Whether the report's findings are justified or the research is flawed, pharmacists and the Consumers' Association have ensured their arguments have been heard. The key element determining the fallout will be whether consumers increasingly turn to their pharmacies for advice.
Oonagh Turnbull, Boots head of PR Q What was the immediate reaction to the Which? report?
A We defended the role of pharmacists and pharmacies. We are confident and passionate about their role in helping people to take responsibility for their health. We went out to restore confidence by putting forward Boots pharmacist Janis Churton early to broadcasters. On the day she appeared on Radio 1, IRN, Saga Radio and lots of local stations. We targeted radio because at that time of day it was a radio rather than a TV story.
Q Has it caused you to change your PR tactics?

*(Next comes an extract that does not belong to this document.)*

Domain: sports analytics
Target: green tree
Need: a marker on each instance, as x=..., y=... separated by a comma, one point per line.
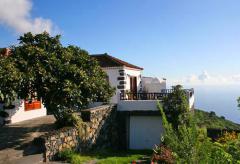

A It hasn't because we are already active in promoting our health and wellbeing offer. We have a team dedicated to healthcare and pharmacy in particular. With the expanding role of the pharmacist in the news at the time the Which? report was released, we already had the story on our agenda.
Q Do you have any independent research to refute the claims made by Which?
A We have, since 1980, used mystery shoppers once a month who visit our stores and look at all of our services, and that is handled by an independent company. It is conducted through every one of our pharmacies with an NHS contract. We use the findings to support any training needs we might have.
Q What kind of feedback have you had from customers since the Which? report?
A We know our customers trust our pharmacists and the advice they get.
We have a big customer service centre and have had no negative comments or feedback. We were concerned about the potential short and long-term impact of the report. On the day, we spoke to our pharmacists and sent out briefings to our 1,400 stores so our pharmacists were informed and could respond to customer enquiries.
Q What is your next move in terms of PR now that the inital story has died down?
A We wanted to ensure that our customers heard a balanced view on the Which? report, so we will continue to support and promote the role of the pharmacist.